If you can’t make it to one of our events and still want to support Hospice Awareness Week 2022 then you can contribute to our fundraising efforts by donating!

Hospice Awareness Week offers various ways to show support for your local Hospice.

Here’s how you can get behind the Waipuna Hospice this week:

Attend our Dying For Change Symposium! Our symposium aims to encourage everyone to think about how we can revolutionise end of life care to meet the ever-changing and complex needs of a growing and ageing population. To make this possible, we are bringing together community leaders from local and international health professionals, not for profit organisations and community groups to share their knowledge and experience in creating positive changes to support people at the end of their lives.


Come and see us for a chat when we hit the road on our Awareness Week Road Show.

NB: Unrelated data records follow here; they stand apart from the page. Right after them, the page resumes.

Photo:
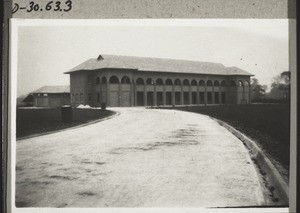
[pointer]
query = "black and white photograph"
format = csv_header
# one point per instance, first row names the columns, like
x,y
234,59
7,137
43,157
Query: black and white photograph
x,y
150,114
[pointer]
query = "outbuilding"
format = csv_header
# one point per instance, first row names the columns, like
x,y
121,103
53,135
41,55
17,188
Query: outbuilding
x,y
50,96
123,81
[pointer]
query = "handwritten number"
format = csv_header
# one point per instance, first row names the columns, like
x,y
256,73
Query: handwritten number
x,y
16,8
57,4
49,6
69,4
30,6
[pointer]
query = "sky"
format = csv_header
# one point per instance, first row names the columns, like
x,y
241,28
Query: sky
x,y
47,48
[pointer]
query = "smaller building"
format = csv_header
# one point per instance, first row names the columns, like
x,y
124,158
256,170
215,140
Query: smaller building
x,y
49,96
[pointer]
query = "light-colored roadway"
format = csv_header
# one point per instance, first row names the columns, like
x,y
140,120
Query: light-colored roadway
x,y
140,158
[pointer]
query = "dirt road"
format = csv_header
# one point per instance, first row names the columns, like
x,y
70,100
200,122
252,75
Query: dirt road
x,y
140,158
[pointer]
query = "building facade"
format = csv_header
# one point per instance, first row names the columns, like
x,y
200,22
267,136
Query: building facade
x,y
50,96
122,81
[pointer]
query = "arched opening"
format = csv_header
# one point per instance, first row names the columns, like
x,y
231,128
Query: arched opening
x,y
216,83
240,83
149,81
194,82
177,82
186,82
125,80
169,82
201,83
140,81
114,80
103,80
159,81
232,83
209,83
97,81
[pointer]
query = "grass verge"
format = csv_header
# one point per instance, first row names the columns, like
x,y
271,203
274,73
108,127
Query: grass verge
x,y
267,124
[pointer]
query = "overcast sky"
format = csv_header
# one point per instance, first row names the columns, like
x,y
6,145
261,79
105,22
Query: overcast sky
x,y
47,49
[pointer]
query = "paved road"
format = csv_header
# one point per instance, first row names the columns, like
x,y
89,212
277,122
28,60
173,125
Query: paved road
x,y
140,158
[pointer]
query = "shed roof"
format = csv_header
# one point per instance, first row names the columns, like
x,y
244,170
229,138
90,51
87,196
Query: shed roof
x,y
53,89
157,65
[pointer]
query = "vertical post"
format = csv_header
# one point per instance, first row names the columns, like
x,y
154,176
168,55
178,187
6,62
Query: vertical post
x,y
154,95
164,94
205,95
220,94
145,94
173,94
132,92
250,94
213,94
190,95
181,95
120,94
108,93
101,96
198,94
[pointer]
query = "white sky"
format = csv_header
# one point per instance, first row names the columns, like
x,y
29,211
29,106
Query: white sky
x,y
47,48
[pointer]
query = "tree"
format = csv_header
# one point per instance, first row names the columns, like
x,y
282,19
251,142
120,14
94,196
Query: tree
x,y
258,91
280,88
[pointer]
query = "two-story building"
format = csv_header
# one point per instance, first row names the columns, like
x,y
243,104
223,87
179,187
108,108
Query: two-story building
x,y
123,81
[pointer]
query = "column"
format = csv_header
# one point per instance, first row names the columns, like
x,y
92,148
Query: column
x,y
154,95
198,95
205,95
190,95
250,94
213,95
145,94
101,96
119,94
108,93
164,94
132,92
220,94
173,94
181,95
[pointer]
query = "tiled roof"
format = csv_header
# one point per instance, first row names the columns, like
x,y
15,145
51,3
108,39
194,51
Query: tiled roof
x,y
53,89
157,65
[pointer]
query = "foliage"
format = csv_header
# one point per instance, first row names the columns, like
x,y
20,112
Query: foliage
x,y
258,91
280,88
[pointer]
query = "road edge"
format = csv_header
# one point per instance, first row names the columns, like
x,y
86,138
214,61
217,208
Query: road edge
x,y
273,181
69,128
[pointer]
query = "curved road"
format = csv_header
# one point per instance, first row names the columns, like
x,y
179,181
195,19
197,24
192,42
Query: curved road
x,y
140,158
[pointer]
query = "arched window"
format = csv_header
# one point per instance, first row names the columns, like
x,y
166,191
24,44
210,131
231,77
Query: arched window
x,y
232,83
149,81
125,80
177,82
194,82
140,81
103,80
240,83
159,81
97,80
169,82
186,82
209,83
216,83
201,83
114,80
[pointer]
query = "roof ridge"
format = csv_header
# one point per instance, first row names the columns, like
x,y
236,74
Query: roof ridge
x,y
176,59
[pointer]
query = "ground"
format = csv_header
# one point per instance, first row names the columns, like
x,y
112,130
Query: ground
x,y
140,158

We’ll be in our quirky caravan outside our charity shops – a different location every day.


To celebrate HAWK week this year, Waipuna Hospice will be running a community collection on from the 16th – 22nd May. Volunteers will hit the streets to collect donations for the care of the terminally ill in your community. If you spot one of our friendly volunteers around the community please say hello and consider making a donation!

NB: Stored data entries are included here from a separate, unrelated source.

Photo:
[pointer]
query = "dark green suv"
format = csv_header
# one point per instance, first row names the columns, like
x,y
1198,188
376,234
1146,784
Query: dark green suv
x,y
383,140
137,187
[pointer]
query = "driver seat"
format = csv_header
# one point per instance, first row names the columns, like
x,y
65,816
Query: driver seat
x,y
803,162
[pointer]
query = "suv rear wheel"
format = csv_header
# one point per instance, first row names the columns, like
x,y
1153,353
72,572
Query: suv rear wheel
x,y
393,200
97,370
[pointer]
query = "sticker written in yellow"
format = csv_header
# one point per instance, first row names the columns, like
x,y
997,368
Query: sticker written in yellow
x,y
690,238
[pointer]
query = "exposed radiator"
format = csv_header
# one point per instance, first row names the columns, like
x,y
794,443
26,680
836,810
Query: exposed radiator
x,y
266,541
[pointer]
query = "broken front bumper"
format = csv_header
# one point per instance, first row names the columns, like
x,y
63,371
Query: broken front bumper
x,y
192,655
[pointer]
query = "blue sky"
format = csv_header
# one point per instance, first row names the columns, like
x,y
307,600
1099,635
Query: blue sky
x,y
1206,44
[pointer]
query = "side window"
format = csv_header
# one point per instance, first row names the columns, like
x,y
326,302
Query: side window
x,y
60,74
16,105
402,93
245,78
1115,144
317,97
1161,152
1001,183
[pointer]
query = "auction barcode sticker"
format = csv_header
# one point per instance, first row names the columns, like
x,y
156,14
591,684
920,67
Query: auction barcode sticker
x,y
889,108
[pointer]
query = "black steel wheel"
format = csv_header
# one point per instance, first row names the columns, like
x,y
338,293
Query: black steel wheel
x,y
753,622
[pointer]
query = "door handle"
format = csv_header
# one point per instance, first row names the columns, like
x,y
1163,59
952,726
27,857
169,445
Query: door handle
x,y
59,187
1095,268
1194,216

Interested in volunteering to help? Click here to sign up.


  • Hospice is not just a building; it is a philosophy of care. The majority of people receiving support are cared for in their homes.
  • Our goal is to help people make the most of their lives; to live every moment in whatever way is important to them.
  • Hospices can provide care and support for anyone living with a life limiting condition – e.g. heart failure, motor neurone disease, MS or cancer.
  • We care for the whole person, not just their physical needs but also their emotional, spiritual, and social needs too.
  • We care for families and friends as well, both before and after a death.
  • Hospices are independent charitable organisations providing care and support completely free of charge to people using our services.
  • Whilst free of charge to people using hospice services it costs a lot to provide, in 2019-2020 it cost us $9.1 million to provide specialist palliative care and support to our community.
  • As an essential health service provider, hospices receive the majority of funding from Government; financial support from the community is essential to meet the shortfall – in 2019-2020 we had to raise $77,000 every week to meet this shortfall.

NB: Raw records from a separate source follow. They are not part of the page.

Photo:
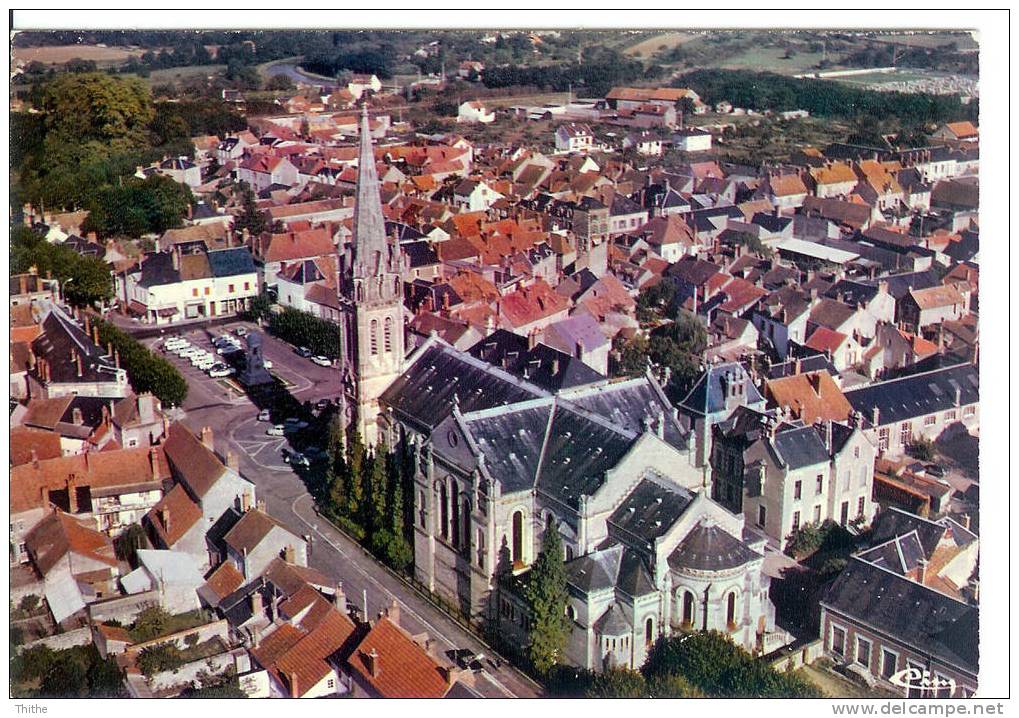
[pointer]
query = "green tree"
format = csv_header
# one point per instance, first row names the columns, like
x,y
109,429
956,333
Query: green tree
x,y
618,682
546,598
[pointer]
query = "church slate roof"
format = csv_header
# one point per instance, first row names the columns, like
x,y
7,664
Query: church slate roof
x,y
708,547
649,511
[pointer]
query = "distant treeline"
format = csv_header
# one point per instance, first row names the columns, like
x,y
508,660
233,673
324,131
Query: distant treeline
x,y
767,91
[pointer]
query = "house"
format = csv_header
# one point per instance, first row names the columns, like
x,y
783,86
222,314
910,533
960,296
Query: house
x,y
692,140
475,111
720,389
809,397
172,574
645,144
257,539
923,308
65,360
794,474
204,491
175,285
264,170
574,137
474,196
77,564
904,613
107,490
923,404
961,131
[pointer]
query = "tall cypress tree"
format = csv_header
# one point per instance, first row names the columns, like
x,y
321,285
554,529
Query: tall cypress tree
x,y
546,597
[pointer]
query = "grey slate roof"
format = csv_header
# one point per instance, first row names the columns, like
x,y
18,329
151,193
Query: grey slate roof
x,y
707,547
708,396
649,511
799,446
927,620
230,263
917,395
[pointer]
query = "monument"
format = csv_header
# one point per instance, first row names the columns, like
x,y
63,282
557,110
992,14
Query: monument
x,y
255,373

Last year, hospice services across the country provided care and support for more than 18,000 people and their families, carers and whānau, either before or after the death of their loved one.
1 in 3 people who die in New Zealand each year are supported by hospice.
Hospice services provide care and support for anyone with a life limiting condition – not just people with cancer. Last year 30% of people in hospice care had a diagnosis other than cancer.

In 2015, people from 61 different ethnic groups were cared for by hospice.

Together, a generous team of volunteers give over 1 million hours of their time each year to support hospice services.